7d 21h ago by piefed.world/u/Agent_Karyo in crpg from www.rockpapershotgun.com

Gothic remake devs acknowledge "mixed" reactions to new and fancier lockpicking mechanics, suggest people try upgrading lockpicking skill.

I don't understand picks breaking in all these games. In real life, you can have zero skill and use the same two paperclips over and.over until you finally open a padlock and have nfi why it worked that time and not all the others.

I mean, its a game mechanic. It puts a limit on the player's potential to pick difficult locks.

% success and skill level are fine

breaking durable items while using them properly in a short time is a trash mechanic

looking at you breath of the wild

I never finished Breath of the Wild and didn't by Tears off the Kingdom due to that mechanic. So pointless.

There's a mod. But the game is built with the mechanic in mind, so it's not perfect.

I enjoy it in Skyrim it was satisfying to accomplish a picked lock. But some games make it to difficult and not rewarding.

That was the one game I had in mind too. If you were skilled enough, with a bit of luck you could pick some of the hardest locks in the game at level 1. It got easier as you leveled up, so there was a worthwhile progression, but it was still super satisfying picking a Master lock or what have you on your last lockpick when you're in the single digit levels.

Yes that how I felt.

I think the lock picking in Kingdom Come Deliverance is pretty good. Not too tedious, and usually fairly quick. Plus it doesn't pause the world around you so there's some natural tension baked right in.

Lockpicking shouldn't be a mini game. It's meant to present the player with a decision, opportunity cost, and reward.

IMO Fallout 4 does this best.

Lockpicking shouldn’t be a mini game.

IMO Fallout 4 does this best.

With… a minigame? The same minigame from Skyrim and Fallout 3, lol

What I mean by mini game is the focus on the challenge. Consider hacking in Bioshock for comparison. Or oblivion/morrow wind for that matter.

Fallout presents hacking and level design bypasses as alternates. That's why it does it best.

Regardless my point is that lock picking shouldn't be about the difficulty of picking locks.

In Thief 1 and 2, there a two lockpicks that you sometimes need to switch between to finish opening a lock, but the picking itself is just holding down the use key and waiting until it either opens or needs the other pick. Harder locks just take longer to open, leaving you potentially exposed to be seen longer.

It worked well.

Original Gothic lockpicking was good if I remember it well enough. Personally I love Oblivion system, and I quite like system from Kingdom Come Deliverance, although I feel it was a fucking cliff difficulty wise.

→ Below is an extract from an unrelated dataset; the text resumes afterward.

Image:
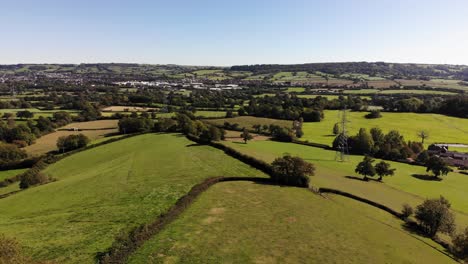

Like, in KCD (at least the first one, didn't play second), you either majorly sucked and had to do mission impossible on the thing..or, when skill raised sufficiently, suddenly the difficulty dropped so much I was doing it absentmindedly.

this and stealth missions in none stealth games. or games that suddenly introduce some sort of tower defense minigame out of no where.

MGSV has the best lockpicking mechanic. Press Square to pick the lock, tap Square to make it go faster but also make more noise. Thats it.